With more than a decade of home roasting experience under his belt, Robinson’s roasting had gotten to a “prosumer” level.

“I knew the next step was to get into commercial equipment. When I decided to move to Hillsdale and leave Apple, I decided that it was the time to make it into a full scale company and level up all the equipment,” he said.

A former software engineer at Apple, Robinson first became acquainted with Hillsdale when he heard Hillsdale College President Larry Arnn speak. Shortly after the speech, Robinson visited Hillsdale and made his move from California to Michigan in July 2014.

“I saw that there was something that I could do in Hillsdale that was creative and worthwhile and good,” he said. “I thought I would take a chapter of my life and live in this kind of way.”

Robinson, a native of New Mexico, started drinking coffee late in high school.

“I was always an agent of caffeine. It kept me awake to work long hours,” he said. “But I never had great coffee until my friend introduced me to it.”

It was not just a nice store-bought brand his friend served him; the beans were home roasted. “I had to ask him ‘What is this?’” Robinson said.

Expanding his business into a larger space meant that Robinson needed more help as the company grew. On a visit to his then-fiancee — now-wife Stevi Robinson — Nichols, then working in Ft. Worth, Texas as a barista, went to Holy Trinity Church and struck up a conversation after the service with Robinson.

“We talked coffee after church for a while and when I moved here he said he could use some help. It was fortuitous timing for both of us,” Nichols said.

Robinson said he thinks of coffee like chefs consider fine European cuisine.

“People don’t often use culinary terms to describe coffee, but that is not a bad association for it,” he said. “In specialty coffee, people focus on every part of the process: where it comes from, how it is grown, what is the varietal, what is the process for harvesting; people even drill in on the ethics of trading. Then they worry about how it is roasted and how it is brewed.”

Robinson said he thinks that another accurate description for his technique of roasting specialty coffee is “craftsmanship.”

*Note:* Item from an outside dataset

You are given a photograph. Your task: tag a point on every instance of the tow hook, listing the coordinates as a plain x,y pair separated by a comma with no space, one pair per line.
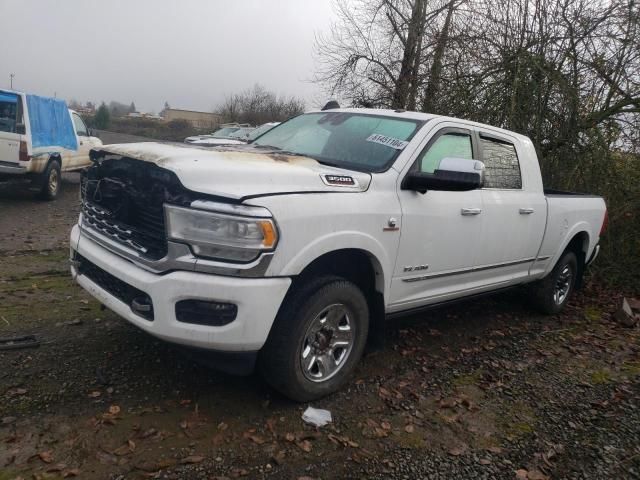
142,306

“With the way coffee is sold in the grocery store, there are a lot of crimes that are committed. It is burnt and vacuum packed,” Robinson said. Although Nichols and Robinson do their best not to act like coffee snobs, they said that they can always taste the difference in quality.

North Star Coffee works with coffee buyers and importers who travel around the world finding the best coffee beans and bring them to the U.S. in huge sea containers.

“You can’t start with bad coffee beans and roast it to be good coffee,” Robinson said. “We buy the best coffee we can, but even with good beans you can ruin it.”

To avoid ruining the primo beans, the two men keep detailed records of each roast and taste their coffee often.

“It’s actually a really scientific process,” Nichols said.

North Star Coffee Company’s carefully crafted coffees can be found all over Hillsdale. Their coffee is served at the Coffee Cup Diner, the Dow Center, and at Holy Trinity Anglican Parish. The beans can be purchased for home use at Hillsdale Natural Grocery.

Senior Brendan Clarey, a home coffee roaster, tasted the coffee at the Coffee Cup Diner and couldn’t tell if it was good.

“It was better than most diner coffee, the beans were a nice peaberry, and they looked well-roasted. It was better than regular diner coffee but they were just brewed wrong,” Clarey said.

Clarey said that he thinks it would be great to taste their coffee in a specialty coffee setting, brewed as a pour-over with a chemex, or with an espresso machine.

“Any time you use a batch brewer, like a Bunn Coffee Brewer, you can have an over-extraction which lets unfavorable flavors out of the beans,” he said.

The company’s success has not been limited to Hillsdale. Black Diesel Coffee in Ann Arbor and Roots Brew Shop in Grand Rapids carries the coffee as well.

As they look toward expanding the business further, the Robinson and Nichols want to stay true to the spirit of coffee roasting.

“The point of the coffee business is to make great coffee, Robinson said. “We want to continue to do that.”

Rough Draft is featuring North Star Coffee Company’s Rwanda Washed Bourbon blend. It will also have retail bags available for purchase.